As our CEO, Bryan, put it, “if Fred Wilson (or another well regarded and credible investor) offered $5k on a negotiated term sheet, bet I could get another $1mm on his terms.”

And to this point, there’s nothing wrong at all in not leading, in fact the movement of non professional investors into our space and the corresponding wisdom to leave terms to folks that do so professionally is both profoundly important to addressing our ills, and a wise move.

This distinction is not often obvious to a founder, particularly a first raise founder. They don’t know to ask and in our experience the non-leads don’t often mention it as they get to know your startup.

Even if the founder has directly asked about average check size and follow-on philosophy, they may not understand the contingency of the non lead commitments, good faith and how real they may be. That is to say, without a lead to pull that capital in, you have precisely — nada.

The number of first raise founders we talk to that have $50-$250k of non lead capital committed to a $250k - $1mm round that have less than 10 lead candidates in their pipeline is more than it ought to be. As these dynamics are more widely understood, then it helps keep momentum in the founder's hands.

Bryan continues by mentioning, “having successfully raised more than half a dozen VC rounds at various stages, I’d recommend focusing ruthlessly on two types of investors when fundraising, until you have both.”

1. Active lead investors in your market.

Try to get to every single investor in at least the US who has led at this stage in the last 5 yrs, that looks like your startup at all, all your X for Ys.

eg at FundBoard, it would be the Angellist vector, the Carta vector, etc.

2. Strategic individuals or firms that’ll influence leads.

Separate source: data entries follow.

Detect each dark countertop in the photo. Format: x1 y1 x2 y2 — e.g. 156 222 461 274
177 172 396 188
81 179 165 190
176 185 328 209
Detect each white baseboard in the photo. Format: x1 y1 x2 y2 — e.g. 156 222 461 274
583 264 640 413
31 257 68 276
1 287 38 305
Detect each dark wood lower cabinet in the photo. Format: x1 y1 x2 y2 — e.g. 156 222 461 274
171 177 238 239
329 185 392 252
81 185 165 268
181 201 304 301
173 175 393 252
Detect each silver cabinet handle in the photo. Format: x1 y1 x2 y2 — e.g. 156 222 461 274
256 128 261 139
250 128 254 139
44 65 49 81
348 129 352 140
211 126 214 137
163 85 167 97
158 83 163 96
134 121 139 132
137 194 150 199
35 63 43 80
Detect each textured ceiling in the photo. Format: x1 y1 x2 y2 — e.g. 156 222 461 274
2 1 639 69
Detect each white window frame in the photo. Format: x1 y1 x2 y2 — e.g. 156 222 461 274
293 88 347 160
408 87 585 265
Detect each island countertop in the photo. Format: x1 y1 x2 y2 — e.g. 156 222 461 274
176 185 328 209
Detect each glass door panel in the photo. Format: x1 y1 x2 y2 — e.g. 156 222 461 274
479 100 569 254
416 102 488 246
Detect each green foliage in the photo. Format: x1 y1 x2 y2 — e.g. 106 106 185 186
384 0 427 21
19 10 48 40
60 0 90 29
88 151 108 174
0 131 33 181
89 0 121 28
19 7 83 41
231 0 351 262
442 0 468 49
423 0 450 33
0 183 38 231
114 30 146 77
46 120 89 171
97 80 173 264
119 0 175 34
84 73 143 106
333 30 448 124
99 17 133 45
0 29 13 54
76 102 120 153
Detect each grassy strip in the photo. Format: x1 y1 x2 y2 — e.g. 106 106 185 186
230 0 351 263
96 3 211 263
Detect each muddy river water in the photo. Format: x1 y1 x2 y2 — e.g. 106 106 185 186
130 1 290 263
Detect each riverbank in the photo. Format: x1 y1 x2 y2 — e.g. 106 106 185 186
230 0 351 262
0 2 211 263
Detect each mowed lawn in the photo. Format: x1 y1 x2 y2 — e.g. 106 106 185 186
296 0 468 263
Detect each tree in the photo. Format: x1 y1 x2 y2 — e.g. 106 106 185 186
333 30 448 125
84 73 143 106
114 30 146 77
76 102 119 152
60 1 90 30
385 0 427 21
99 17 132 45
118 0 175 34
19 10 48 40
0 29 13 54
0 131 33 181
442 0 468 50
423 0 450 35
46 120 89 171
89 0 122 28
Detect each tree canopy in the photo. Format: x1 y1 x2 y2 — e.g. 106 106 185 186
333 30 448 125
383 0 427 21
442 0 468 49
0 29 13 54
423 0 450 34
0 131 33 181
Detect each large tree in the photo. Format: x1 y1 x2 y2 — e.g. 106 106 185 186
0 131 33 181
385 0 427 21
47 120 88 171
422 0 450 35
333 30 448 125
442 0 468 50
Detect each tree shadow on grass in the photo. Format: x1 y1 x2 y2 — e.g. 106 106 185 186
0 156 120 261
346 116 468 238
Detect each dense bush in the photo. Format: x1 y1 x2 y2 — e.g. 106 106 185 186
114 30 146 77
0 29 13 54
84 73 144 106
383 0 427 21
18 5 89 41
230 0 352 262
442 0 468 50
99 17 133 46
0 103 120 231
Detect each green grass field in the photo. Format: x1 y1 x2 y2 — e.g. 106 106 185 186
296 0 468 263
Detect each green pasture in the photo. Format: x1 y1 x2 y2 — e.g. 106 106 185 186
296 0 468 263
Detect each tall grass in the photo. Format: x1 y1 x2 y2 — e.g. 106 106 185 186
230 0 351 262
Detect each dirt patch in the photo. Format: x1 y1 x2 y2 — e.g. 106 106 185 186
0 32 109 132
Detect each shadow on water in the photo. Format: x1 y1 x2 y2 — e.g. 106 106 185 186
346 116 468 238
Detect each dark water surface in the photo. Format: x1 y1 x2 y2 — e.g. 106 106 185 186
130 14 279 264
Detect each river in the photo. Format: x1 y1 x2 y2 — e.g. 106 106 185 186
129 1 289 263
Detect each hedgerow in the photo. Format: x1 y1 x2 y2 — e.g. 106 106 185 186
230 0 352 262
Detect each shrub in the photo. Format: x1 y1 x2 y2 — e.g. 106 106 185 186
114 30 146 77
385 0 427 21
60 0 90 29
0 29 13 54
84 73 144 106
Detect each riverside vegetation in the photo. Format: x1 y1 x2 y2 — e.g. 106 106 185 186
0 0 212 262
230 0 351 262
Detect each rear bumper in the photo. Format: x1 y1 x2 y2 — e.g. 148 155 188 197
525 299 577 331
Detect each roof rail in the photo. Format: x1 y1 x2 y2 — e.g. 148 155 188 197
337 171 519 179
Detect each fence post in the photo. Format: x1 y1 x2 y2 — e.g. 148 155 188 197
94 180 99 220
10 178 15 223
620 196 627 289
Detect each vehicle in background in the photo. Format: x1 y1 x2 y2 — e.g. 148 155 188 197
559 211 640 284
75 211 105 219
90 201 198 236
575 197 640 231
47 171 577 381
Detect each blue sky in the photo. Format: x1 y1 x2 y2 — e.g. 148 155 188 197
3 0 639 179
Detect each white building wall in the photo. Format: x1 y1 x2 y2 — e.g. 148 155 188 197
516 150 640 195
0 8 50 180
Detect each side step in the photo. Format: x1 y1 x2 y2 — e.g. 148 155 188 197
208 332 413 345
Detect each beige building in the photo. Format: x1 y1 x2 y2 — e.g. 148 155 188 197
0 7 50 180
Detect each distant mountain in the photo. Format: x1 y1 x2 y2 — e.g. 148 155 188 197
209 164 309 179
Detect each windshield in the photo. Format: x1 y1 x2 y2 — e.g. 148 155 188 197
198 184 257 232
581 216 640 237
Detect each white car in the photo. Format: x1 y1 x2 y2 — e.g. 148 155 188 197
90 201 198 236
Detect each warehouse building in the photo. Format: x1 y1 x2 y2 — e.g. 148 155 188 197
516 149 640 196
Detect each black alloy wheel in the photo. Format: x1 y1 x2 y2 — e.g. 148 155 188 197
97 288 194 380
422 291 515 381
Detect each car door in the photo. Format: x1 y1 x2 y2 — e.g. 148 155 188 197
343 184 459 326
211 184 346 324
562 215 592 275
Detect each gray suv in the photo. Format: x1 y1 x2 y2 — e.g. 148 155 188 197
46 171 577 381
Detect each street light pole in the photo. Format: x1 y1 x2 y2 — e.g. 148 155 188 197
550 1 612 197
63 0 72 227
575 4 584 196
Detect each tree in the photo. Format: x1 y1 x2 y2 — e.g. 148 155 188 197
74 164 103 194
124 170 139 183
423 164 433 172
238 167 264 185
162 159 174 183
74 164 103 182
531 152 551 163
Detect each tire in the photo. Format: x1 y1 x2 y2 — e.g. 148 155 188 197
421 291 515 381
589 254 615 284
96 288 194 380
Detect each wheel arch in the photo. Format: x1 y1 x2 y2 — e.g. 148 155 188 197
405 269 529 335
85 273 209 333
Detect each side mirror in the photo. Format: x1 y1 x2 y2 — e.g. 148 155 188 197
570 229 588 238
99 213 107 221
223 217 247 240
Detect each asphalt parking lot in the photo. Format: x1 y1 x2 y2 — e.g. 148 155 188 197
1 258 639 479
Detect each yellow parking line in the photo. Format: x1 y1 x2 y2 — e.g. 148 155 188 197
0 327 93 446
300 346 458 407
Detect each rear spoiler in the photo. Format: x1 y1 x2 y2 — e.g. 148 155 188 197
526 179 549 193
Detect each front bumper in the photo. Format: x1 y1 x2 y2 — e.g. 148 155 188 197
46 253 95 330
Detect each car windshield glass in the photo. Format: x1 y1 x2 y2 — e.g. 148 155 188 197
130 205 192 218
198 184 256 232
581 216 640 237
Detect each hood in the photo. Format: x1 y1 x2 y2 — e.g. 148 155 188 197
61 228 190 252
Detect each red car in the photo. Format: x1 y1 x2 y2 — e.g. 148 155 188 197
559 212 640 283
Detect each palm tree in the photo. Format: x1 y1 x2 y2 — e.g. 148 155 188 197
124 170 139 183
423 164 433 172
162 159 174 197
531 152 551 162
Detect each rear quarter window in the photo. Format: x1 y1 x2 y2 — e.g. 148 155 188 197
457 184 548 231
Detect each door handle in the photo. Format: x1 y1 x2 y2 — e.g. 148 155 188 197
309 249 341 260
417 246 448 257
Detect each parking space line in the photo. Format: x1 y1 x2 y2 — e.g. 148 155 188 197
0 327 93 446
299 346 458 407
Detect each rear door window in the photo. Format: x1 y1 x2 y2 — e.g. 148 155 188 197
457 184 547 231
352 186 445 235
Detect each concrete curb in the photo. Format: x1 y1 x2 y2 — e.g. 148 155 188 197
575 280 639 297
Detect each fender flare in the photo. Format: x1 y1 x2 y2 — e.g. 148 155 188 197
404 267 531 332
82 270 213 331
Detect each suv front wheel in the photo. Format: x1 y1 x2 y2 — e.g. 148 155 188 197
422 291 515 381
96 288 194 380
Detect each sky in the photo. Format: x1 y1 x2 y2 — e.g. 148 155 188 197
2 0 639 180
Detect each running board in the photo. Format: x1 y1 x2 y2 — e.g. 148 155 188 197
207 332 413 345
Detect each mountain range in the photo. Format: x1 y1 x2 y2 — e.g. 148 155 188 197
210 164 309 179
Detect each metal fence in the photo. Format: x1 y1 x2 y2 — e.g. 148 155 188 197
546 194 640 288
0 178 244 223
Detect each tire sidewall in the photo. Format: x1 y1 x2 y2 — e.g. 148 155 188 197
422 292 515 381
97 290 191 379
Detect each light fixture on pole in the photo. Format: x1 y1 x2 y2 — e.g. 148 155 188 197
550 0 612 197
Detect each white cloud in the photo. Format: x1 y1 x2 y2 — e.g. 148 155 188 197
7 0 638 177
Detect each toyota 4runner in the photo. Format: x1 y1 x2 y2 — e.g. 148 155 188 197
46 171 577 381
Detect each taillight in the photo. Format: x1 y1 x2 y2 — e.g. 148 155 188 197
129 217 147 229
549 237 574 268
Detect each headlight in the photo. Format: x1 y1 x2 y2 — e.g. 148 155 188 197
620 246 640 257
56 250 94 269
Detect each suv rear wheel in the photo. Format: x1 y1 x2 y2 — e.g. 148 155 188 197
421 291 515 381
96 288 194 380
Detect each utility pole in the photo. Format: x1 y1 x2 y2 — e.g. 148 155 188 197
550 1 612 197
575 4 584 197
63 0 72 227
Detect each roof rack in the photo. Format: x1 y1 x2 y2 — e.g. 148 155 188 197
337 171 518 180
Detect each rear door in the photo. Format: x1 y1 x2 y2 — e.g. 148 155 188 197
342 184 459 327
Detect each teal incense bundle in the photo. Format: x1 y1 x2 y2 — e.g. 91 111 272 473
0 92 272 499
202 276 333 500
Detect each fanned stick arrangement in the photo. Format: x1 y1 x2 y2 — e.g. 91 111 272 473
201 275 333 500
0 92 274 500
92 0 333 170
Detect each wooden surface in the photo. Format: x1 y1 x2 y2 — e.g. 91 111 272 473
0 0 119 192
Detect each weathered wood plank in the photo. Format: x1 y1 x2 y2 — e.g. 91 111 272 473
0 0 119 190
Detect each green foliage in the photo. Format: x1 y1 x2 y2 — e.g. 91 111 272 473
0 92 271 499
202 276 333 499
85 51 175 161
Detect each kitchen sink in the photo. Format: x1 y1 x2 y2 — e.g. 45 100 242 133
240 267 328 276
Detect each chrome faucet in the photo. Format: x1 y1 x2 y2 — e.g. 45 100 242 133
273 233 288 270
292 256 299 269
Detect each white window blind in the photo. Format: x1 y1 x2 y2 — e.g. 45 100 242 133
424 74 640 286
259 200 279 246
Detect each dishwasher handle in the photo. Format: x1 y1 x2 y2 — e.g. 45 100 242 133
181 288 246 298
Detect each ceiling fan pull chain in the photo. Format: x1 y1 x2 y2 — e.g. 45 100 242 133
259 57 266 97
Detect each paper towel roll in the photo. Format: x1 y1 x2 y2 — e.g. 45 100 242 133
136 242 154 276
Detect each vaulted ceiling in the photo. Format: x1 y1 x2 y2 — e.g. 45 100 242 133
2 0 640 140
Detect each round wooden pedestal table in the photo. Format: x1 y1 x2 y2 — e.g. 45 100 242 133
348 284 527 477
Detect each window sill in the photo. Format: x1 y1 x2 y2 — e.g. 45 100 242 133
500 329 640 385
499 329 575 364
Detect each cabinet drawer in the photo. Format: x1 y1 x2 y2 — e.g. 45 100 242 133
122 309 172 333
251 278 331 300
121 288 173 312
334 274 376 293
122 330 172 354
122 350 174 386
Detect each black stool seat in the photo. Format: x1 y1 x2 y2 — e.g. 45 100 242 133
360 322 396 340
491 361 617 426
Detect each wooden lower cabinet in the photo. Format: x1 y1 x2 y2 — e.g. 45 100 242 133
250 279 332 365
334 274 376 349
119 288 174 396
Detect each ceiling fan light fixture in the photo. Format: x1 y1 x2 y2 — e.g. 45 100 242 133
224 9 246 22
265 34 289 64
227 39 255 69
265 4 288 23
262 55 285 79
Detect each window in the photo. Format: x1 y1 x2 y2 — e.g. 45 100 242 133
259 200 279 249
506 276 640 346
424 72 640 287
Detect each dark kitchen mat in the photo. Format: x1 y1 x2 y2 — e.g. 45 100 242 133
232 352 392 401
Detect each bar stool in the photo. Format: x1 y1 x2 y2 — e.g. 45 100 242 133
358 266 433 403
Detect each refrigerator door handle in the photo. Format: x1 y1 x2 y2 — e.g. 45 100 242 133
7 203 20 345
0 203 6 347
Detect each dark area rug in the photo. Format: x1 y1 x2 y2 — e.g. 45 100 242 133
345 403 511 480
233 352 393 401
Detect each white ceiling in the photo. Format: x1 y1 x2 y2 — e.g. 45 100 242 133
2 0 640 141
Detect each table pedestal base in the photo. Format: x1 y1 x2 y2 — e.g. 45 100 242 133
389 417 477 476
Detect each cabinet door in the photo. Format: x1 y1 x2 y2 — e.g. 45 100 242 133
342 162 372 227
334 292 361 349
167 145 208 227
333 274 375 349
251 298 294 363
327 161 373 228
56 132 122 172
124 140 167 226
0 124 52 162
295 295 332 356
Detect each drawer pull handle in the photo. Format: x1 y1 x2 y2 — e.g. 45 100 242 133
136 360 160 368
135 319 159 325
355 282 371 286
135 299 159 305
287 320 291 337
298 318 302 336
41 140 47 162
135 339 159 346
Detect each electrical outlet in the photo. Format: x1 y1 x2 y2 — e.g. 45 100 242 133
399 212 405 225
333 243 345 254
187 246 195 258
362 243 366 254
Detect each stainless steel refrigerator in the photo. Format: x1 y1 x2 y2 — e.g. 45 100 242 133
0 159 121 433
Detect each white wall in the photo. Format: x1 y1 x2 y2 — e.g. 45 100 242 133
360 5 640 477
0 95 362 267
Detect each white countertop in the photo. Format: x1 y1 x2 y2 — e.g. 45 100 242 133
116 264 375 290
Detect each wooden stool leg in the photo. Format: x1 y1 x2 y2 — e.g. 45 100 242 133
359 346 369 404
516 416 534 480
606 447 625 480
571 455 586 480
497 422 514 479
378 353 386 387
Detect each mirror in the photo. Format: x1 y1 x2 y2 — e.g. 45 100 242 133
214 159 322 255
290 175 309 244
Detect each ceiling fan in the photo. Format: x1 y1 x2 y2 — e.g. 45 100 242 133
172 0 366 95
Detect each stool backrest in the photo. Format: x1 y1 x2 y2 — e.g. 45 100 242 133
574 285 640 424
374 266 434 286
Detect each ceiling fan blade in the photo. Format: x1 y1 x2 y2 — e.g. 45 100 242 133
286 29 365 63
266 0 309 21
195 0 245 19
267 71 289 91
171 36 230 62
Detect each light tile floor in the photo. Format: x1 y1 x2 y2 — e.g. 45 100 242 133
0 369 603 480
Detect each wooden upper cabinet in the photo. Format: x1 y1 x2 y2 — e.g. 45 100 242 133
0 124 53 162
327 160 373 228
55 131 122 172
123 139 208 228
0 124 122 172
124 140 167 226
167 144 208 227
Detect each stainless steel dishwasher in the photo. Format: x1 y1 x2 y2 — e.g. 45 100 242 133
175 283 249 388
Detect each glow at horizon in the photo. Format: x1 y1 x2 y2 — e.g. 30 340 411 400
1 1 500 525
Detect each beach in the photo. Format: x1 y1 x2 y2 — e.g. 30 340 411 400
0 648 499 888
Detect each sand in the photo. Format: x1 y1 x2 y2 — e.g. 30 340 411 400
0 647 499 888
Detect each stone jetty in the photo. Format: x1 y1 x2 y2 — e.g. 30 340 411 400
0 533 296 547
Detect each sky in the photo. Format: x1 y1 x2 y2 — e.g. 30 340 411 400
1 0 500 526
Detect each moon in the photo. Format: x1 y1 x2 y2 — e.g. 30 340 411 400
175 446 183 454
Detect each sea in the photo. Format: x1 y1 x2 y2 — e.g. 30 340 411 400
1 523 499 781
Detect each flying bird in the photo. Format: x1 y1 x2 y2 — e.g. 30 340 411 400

Bryan dropping in with another anecdote, “Wunder is a fintech, solar company, and nearly zero investors know both markets. So, we got Fintech Collective and Fenway Summer — great fintech firms — in, contingent on a great lead, and that got it done.”

Founders should ask this question up front with investors, and if neither of the above, be sure to set expectations that you’ll be focusing on finding a lead, and putting together a really strong syndicate afterwards, because if the first doesn’t happen, it’s moot.

If a non-lead persist, "I am always happy to provide a fair discount for jumping in ahead of a lead with a right-now investment into a simple convertible or SAFE. This is the proverbial calling of bluff, or not" says Bryan.

It also helps to separate herd vs conviction investors, both are important but good to know where investors are coming from.